I informed them that in our societies, women must dress in a loose manner, and that it is called fashion. That most first-born girl-children breed for different men while remaining in their girl-hood homes and it is called culture despite the scourge of veneral diseases including HIV/AIDS. That in religious homes now, what matters is the heart, they say, and not what you wear even when such dress goes against spiritual order. I informed them that our society has made it fashionable in their time to have relationships with members of the opposite gender and paying the requisite rent. And that it was abnormal for them not to be a member of the sexual gang. Introspection, solitude, reading on the hill, and moving alone in sobriety which are important for character-building in their time aren’t novelties to be indulged.

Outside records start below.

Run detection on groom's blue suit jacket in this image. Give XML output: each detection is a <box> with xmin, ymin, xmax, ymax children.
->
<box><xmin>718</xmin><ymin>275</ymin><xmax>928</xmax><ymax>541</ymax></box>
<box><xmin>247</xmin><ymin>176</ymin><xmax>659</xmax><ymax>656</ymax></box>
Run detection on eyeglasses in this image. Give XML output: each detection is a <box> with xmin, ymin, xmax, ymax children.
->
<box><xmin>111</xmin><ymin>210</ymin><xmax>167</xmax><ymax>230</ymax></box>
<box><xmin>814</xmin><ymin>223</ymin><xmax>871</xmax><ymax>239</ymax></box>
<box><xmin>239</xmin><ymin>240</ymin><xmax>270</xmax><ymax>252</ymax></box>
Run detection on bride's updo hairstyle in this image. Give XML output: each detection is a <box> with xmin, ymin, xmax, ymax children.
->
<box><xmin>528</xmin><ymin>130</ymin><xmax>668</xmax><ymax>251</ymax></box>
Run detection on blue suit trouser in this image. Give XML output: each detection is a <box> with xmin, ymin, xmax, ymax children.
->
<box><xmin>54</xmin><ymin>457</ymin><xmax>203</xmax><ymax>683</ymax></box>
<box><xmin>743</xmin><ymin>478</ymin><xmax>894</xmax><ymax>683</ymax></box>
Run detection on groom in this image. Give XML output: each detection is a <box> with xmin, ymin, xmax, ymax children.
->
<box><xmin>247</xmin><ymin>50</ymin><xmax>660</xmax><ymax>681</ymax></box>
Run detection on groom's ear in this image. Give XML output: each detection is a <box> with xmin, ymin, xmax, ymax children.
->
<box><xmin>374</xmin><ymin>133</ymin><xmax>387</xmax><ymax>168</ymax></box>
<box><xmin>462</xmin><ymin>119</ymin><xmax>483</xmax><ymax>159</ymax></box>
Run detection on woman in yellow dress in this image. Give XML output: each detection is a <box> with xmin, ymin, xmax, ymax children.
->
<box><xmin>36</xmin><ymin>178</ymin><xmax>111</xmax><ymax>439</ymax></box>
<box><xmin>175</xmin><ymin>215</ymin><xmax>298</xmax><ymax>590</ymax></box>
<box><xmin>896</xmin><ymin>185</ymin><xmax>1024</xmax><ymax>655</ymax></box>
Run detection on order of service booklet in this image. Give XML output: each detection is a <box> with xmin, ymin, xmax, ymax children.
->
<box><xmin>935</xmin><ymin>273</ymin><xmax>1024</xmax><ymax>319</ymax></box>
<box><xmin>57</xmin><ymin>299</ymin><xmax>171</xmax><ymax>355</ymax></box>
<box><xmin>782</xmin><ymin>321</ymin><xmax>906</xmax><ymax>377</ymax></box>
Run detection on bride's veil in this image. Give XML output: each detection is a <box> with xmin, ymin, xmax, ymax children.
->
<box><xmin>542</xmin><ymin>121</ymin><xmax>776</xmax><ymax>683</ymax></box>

In our day, we weren’t quick with our hands encircling ladies, but it is okay in their time. In our time, ladies visited us with someone in tow, and they wore impossibly tight jeans; not now. That ladies never visited us at night the way they do now. When they visited, doors were opened not closed. And we never hung around in the dark. I told them, that they may have made mistakes and that I wasn’t there to judge them but they must accept responsibility for their lives and change their ways without passing the buck.


When I stopped to catch my breath, almost everyone wanted to ask me questions. Some were gutsy enough to ask me if I engaged in the tricks of the flesh in my teens and my major regrets. I evaded telling them when but told them I regretted doing it when I did because I didn’t marry the said lady and what we did was not only demeaning but was a fraud.

I told them that my major regret included being overly-conscious of myself in senior high school when I whetted my eyes unnecessarily and my performance in internal examinations dropped.

The reason they must not allow any wayward person cross the Rubicon from morality to immorality. I told them to respect their parents no matter the circumstance they find themselves in. That I am aware most parents are losing the moral vision to lead especially in homes where men are out of jobs and women have become pater familias. And they must never take advantage of that to be loose sexual canons to fill the gap. I informed them to take family seriously, never to do anything outside family, not to compare other families to theirs because those families equally have their own hidden baggage. And that there is nothing like a ‘perfect family’ anywhere in the world.
• Abah, wrote Port Harcourt, Rivers State.